Am schlimmsten war wohl das Verhältnis zu seinem Erzieher in Ravenna, dem Livius Laventius… Davon hatte er ihr nichts erzählt, aber es war offenkundig, immer wenn die Rede auf diesen kam, dann stockte seine Stimme, und sein Gesicht verzog sich schmerzerfüllt. Vanadis kam es vor, als wäre da noch ein anderes Gefühl im Spiel, sie wusste aber nicht, wie sie es benennen sollte.

Sie konnte ihn nur durch zärtliche Umarmungen besänftigen und durch einfache Worte wie: Du hast keine Schuld, deine Mutter hat dich lieb, dein Vater hat dich zwar nie gesehen, aber wer könnte dich nicht liebhaben, und ich, ich habe dich auch lieb…

Wenn sie das sagte, dann entspannte er sich, und manchmal schlief er sogar in ihren Armen ein. Sein Gesicht, es war dann frei von Trauer, Hass und diesem anderen Gefühl, welches sie nicht deuten konnte, und es besaß die Unschuld eines Kindes…
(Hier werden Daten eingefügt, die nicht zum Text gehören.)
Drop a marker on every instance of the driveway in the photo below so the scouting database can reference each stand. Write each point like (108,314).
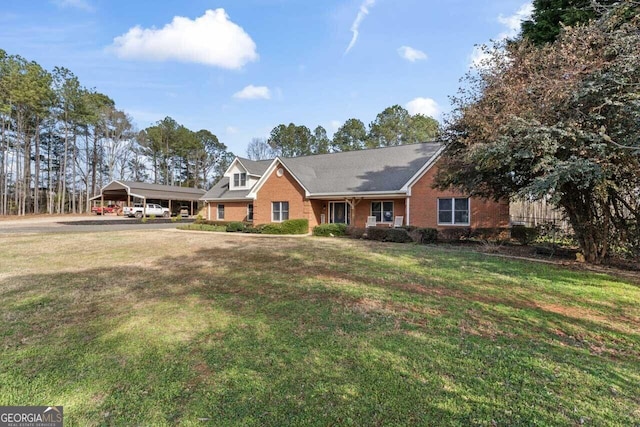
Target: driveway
(79,224)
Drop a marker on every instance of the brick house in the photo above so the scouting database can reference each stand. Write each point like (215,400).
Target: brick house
(385,183)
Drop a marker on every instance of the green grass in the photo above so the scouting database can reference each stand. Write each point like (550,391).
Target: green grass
(165,328)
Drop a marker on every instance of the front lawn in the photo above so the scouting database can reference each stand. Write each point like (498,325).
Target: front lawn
(165,328)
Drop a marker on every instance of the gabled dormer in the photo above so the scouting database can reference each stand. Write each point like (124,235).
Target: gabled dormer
(242,174)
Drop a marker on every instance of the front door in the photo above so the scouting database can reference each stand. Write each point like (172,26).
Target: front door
(339,213)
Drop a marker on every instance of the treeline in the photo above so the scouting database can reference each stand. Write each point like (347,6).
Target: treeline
(393,126)
(60,142)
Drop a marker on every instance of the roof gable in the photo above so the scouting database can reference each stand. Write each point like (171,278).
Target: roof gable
(380,170)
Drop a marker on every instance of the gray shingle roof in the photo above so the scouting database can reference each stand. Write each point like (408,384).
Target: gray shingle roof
(153,191)
(380,169)
(366,171)
(255,167)
(221,191)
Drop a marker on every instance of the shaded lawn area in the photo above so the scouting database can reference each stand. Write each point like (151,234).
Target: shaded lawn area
(164,328)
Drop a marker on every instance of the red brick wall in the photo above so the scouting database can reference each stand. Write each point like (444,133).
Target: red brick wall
(282,189)
(363,210)
(424,206)
(233,211)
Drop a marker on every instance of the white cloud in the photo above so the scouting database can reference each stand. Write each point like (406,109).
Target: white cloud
(425,106)
(212,39)
(335,125)
(78,4)
(355,27)
(512,23)
(411,54)
(253,92)
(480,55)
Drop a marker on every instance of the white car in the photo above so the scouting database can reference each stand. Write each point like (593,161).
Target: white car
(139,210)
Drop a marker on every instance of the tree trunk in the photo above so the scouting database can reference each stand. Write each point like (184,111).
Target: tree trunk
(63,172)
(74,159)
(3,169)
(36,184)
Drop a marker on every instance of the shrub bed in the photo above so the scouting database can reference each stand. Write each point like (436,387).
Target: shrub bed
(396,235)
(290,226)
(491,234)
(423,236)
(454,234)
(202,227)
(524,235)
(355,232)
(330,230)
(235,226)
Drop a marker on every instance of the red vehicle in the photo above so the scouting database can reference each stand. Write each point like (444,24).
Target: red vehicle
(99,210)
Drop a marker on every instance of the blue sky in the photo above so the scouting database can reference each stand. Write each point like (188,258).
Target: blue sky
(240,67)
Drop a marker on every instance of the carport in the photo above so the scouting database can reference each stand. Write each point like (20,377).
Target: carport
(170,196)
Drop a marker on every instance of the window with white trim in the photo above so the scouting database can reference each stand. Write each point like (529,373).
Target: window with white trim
(453,211)
(383,211)
(240,179)
(279,211)
(250,212)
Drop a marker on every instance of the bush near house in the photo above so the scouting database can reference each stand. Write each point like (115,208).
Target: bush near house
(491,233)
(330,230)
(355,232)
(524,235)
(454,234)
(423,236)
(396,235)
(290,226)
(203,227)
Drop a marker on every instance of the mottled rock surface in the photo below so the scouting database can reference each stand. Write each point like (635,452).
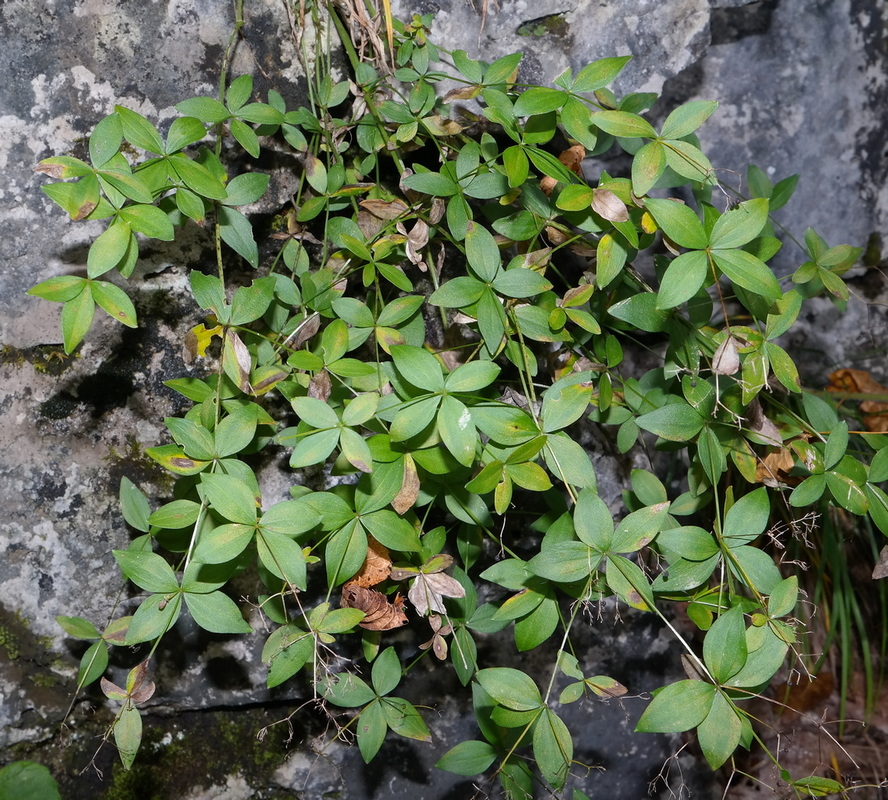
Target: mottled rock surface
(802,87)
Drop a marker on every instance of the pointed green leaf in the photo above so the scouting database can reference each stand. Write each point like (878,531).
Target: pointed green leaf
(677,707)
(217,613)
(678,222)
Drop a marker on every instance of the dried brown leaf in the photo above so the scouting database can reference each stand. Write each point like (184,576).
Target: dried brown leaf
(881,570)
(377,565)
(572,158)
(320,386)
(409,491)
(606,204)
(773,470)
(381,615)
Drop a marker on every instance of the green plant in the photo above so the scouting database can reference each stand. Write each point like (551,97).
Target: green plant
(452,308)
(25,780)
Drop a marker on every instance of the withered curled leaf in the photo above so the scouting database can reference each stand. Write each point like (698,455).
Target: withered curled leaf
(377,565)
(726,360)
(381,615)
(606,204)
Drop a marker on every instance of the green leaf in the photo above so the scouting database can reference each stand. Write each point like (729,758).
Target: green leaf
(639,528)
(688,161)
(565,562)
(510,688)
(677,707)
(260,114)
(108,250)
(755,568)
(206,109)
(565,403)
(575,197)
(745,270)
(569,461)
(134,505)
(147,570)
(678,222)
(347,690)
(287,651)
(371,730)
(847,493)
(814,786)
(456,430)
(157,614)
(183,132)
(78,199)
(808,491)
(836,445)
(246,138)
(685,119)
(677,422)
(611,257)
(386,673)
(105,140)
(576,119)
(414,418)
(747,518)
(457,293)
(622,123)
(419,367)
(719,734)
(139,131)
(724,648)
(684,277)
(176,514)
(239,92)
(467,758)
(59,289)
(539,100)
(78,627)
(283,557)
(403,718)
(629,583)
(115,302)
(502,69)
(740,225)
(236,431)
(471,377)
(520,282)
(482,252)
(648,165)
(230,498)
(431,183)
(592,521)
(767,652)
(198,178)
(217,613)
(345,553)
(93,664)
(208,292)
(128,735)
(552,748)
(246,188)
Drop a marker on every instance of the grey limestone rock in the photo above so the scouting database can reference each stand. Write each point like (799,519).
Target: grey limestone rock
(802,89)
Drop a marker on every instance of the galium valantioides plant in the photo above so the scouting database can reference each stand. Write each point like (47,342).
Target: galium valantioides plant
(425,320)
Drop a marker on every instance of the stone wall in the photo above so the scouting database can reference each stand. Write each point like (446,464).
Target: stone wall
(803,88)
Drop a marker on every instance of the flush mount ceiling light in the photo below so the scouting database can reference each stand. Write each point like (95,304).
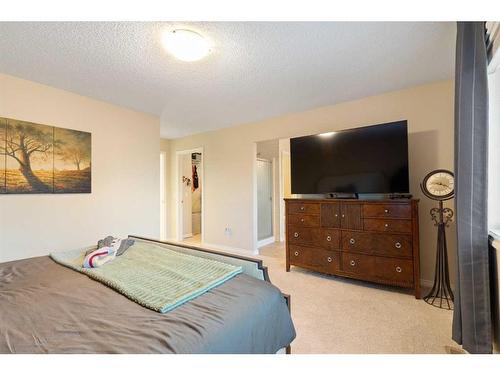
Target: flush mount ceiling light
(186,45)
(329,134)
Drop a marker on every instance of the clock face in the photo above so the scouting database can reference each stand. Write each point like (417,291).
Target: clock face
(439,184)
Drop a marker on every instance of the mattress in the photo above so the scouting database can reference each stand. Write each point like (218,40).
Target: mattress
(48,308)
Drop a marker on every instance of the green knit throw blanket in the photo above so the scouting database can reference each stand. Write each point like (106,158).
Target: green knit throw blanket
(153,276)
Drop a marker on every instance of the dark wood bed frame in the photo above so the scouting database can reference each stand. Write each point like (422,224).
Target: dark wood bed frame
(258,262)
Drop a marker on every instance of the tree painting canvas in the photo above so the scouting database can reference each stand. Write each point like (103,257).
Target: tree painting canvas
(71,161)
(3,129)
(44,159)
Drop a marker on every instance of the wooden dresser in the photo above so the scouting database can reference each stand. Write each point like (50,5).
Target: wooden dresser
(372,240)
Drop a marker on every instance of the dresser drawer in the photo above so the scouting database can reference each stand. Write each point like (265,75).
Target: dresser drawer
(358,242)
(381,244)
(362,265)
(303,208)
(387,225)
(395,270)
(329,239)
(326,238)
(387,210)
(301,235)
(315,258)
(304,220)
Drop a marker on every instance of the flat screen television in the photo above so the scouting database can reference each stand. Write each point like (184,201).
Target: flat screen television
(366,160)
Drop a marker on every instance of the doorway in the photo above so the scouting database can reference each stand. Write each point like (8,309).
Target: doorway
(190,197)
(163,197)
(271,186)
(265,231)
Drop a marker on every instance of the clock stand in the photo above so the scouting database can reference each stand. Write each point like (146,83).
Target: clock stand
(441,294)
(438,185)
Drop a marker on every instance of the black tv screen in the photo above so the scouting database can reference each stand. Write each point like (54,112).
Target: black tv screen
(371,159)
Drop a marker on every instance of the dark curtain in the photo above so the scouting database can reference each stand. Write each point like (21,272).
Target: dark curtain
(472,314)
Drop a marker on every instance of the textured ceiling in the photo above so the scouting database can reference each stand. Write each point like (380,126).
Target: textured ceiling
(255,70)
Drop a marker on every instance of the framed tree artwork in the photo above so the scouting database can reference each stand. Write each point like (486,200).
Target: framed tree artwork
(41,159)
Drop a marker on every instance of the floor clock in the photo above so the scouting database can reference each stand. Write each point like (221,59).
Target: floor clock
(439,185)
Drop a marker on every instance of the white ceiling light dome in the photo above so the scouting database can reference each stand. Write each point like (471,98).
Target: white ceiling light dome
(186,45)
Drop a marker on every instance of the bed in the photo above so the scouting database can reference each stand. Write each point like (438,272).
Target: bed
(48,308)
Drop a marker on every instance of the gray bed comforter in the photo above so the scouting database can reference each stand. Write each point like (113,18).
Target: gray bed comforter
(47,308)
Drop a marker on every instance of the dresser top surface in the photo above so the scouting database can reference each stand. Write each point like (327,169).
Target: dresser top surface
(353,201)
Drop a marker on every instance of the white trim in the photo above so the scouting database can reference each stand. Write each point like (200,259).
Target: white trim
(179,236)
(163,196)
(255,235)
(265,241)
(274,182)
(493,29)
(230,249)
(282,195)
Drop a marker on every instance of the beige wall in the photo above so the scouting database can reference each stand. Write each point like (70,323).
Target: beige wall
(125,174)
(230,154)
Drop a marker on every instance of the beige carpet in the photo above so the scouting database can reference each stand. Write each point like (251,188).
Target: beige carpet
(338,315)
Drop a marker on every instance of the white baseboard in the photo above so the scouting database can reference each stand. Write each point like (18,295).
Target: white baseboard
(229,249)
(428,284)
(265,241)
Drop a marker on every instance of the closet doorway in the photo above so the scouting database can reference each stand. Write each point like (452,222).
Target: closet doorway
(190,197)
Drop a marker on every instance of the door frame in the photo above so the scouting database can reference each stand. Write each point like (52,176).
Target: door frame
(163,194)
(282,195)
(178,205)
(272,238)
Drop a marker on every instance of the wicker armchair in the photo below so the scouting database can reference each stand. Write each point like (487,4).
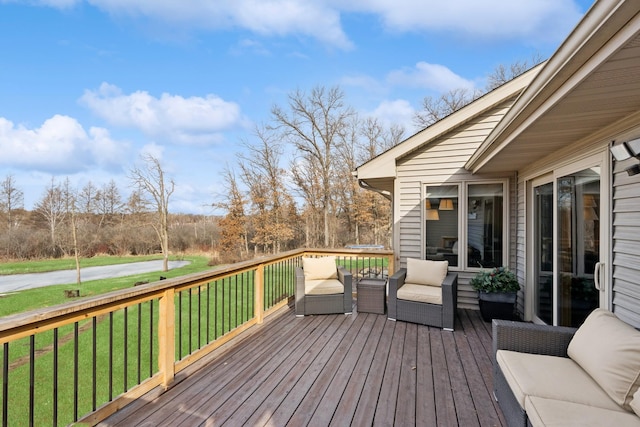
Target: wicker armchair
(524,338)
(320,302)
(440,315)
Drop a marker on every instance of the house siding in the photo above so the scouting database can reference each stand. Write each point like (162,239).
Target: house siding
(440,162)
(626,246)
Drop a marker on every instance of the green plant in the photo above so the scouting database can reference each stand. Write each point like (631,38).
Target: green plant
(498,279)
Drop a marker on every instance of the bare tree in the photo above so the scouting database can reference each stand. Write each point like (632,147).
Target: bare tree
(150,180)
(52,209)
(263,175)
(11,199)
(233,226)
(437,108)
(502,74)
(314,125)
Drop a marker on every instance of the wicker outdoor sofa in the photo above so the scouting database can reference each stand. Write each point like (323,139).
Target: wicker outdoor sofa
(550,375)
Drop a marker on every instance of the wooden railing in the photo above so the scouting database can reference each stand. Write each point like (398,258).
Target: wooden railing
(84,361)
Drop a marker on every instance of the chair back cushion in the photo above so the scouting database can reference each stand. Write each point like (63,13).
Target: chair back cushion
(609,350)
(426,272)
(319,268)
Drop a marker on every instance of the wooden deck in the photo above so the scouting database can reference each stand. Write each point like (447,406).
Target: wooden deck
(335,370)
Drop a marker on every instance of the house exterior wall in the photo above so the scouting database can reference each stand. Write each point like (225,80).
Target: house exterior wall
(626,241)
(440,162)
(624,223)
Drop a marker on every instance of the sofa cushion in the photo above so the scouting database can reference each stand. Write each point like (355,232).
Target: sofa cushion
(609,350)
(323,287)
(319,268)
(635,403)
(420,293)
(551,377)
(550,412)
(426,272)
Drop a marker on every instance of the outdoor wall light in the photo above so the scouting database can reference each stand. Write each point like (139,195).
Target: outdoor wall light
(446,205)
(626,150)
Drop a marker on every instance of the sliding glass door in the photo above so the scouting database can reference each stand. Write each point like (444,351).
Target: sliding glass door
(578,245)
(568,245)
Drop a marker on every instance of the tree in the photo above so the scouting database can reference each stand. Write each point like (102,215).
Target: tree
(315,124)
(233,226)
(502,74)
(52,208)
(11,199)
(437,108)
(149,179)
(262,174)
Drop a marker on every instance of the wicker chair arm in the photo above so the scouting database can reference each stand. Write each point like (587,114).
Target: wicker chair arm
(531,338)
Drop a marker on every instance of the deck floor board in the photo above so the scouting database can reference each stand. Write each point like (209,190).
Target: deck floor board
(334,370)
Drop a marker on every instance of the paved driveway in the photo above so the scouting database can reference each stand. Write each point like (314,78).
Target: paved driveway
(18,282)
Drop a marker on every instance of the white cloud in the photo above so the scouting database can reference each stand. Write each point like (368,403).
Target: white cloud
(60,145)
(537,20)
(193,120)
(434,77)
(532,20)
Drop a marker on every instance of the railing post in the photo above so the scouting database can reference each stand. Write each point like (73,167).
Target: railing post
(166,337)
(391,266)
(259,294)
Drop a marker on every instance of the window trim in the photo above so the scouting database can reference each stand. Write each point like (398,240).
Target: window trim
(463,211)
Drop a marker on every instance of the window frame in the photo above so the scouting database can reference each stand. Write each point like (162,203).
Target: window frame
(463,217)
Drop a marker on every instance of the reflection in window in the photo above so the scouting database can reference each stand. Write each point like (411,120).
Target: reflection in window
(441,215)
(485,225)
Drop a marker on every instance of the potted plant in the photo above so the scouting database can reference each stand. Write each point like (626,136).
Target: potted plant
(497,293)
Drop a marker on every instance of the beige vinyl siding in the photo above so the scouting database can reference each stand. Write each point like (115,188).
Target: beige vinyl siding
(439,162)
(517,239)
(626,246)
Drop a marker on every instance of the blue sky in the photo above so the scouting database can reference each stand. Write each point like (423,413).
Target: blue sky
(87,86)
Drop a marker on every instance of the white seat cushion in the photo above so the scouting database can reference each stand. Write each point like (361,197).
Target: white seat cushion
(420,293)
(549,412)
(551,377)
(426,272)
(319,268)
(323,287)
(609,350)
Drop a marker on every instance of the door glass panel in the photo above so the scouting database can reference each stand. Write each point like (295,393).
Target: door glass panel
(578,245)
(441,214)
(484,225)
(543,241)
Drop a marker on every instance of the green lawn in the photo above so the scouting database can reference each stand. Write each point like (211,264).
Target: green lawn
(126,340)
(41,266)
(46,296)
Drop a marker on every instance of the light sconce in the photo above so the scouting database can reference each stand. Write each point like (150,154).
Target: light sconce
(432,215)
(626,150)
(446,205)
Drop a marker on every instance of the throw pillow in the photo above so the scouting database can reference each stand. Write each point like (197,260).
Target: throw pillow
(426,272)
(319,268)
(609,350)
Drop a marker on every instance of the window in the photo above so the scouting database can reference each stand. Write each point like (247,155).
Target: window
(485,225)
(441,215)
(467,216)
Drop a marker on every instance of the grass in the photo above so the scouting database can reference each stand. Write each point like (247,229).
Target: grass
(42,266)
(31,299)
(126,341)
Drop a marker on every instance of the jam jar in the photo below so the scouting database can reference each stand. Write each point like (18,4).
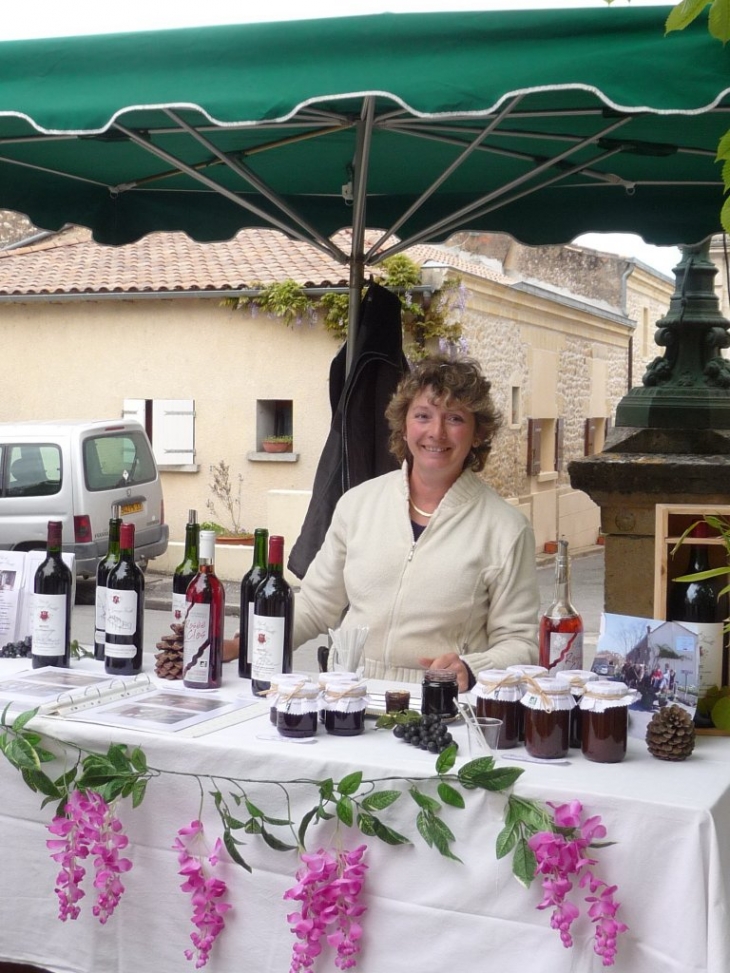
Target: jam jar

Sie liebte ihn, und sie fühlte sich wie ein Leitstern in seinem verkorksten Leben. Und er würde sie auch lieben, er tat es ja schon, es fehlte nur noch ein kleiner Schritt in die richtige Richtung. Und dabei stellte sie sich sein Gesicht vor, wenn es passierte. Wenn er auf ihr liegen würde, erregt, sie liebkosend…

Seltsamerweise stagnierte ihre Vorstellungskraft dabei, und auch mit größter Anstrengung konnte sie sein Gesicht nicht sehen, wenn sie miteinander schliefen. Auch ihre eigenen Gefühle blieben dabei im Dunkeln, das verwirrte sie. Doch sie war ja unerfahren und hatte keine Ahnung von so etwas. Außerdem fiel ihr ein: Wovon würden sie eigentlich leben? Vermutlich würde die Caenis sie und den Imaginus freilassen, aber wovon sollten sie leben? Sie selber könnte vielleicht ein paar Asse mit ihren Kopien verdienen, aber der Imaginus? Gladiator war er. Nein, das ging nicht, es gab kaum freie Gladiatoren, außerdem war das viel zu gefährlich, das konnte sie nicht dulden. Aber was ging überhaupt? Sie wollte doch nicht ihr Leben lang abhängig von der Caenis sein.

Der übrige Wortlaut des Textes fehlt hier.